Houston recovering from yet another deadly flood
As more than 30 centimeters of rain deluged the nation's fourth-largest city, inundating homes, shutting down highways and leaving at least five people dead, Houston's mayor said there was no immediate solution.
Heavy flooding has become nearly an annual rite of passage in the practically sea-level city, where experts have long warned of the potential for catastrophe.
"I regret anyone whose home is flooded again," said Sylvester Turner, the city's mayor, on Monday. "There's nothing I can say that's going to ease your frustration. We certainly can't control the weather."
"A lot of rain coming in a very short period of time, there's nothing you can do," he added.
Flash flooding and more rain were expected later after some areas saw water levels approaching 50 cm. Scores of subdivisions were flooded, schools were closed, and there was no power to thousands of residents who were urged to shelter in place.
In addition to its location, Houston's "gumbo" soft soil, fast-growing population and building boom that has turned empty pastures into housing developments all over the city's suburbs and exurbs make it vulnerable to high waters, experts said.
Harris County, where Houston and many of its suburbs are located, has seen a 30 percent jump in population since 2000. Its surrounding counties have almost grown more than 10 percent since 2000, according to the Greater Houston Partnership, a business group.
'To die in a flood'
Some of the resulting developments include adequate greenspace for water runoff, but not all of them do, said Philip Bedient, an engineering professor at Rice University.

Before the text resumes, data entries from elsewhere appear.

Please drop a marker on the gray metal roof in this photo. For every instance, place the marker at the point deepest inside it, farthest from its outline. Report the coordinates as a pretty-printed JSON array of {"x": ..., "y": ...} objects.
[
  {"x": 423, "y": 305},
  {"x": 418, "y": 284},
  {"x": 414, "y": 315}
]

"Could we have engineered our way out of this?" Bedient said. "Only if we started talking about alterations 35 or 40 years ago."
Samuel Brody, director of the Environmental Planning & Sustainability Research Unit at Texas A&M University, last year called Houston "the No 1 city in America to be injured and die in a flood."
Rainstorms last year over Memorial Day weekend caused major flooding that required authorities to rescue 20 people, most of them drivers, from high water. Drivers abandoned 2,500 vehicles, and more than 1,000 homes were damaged in the rain.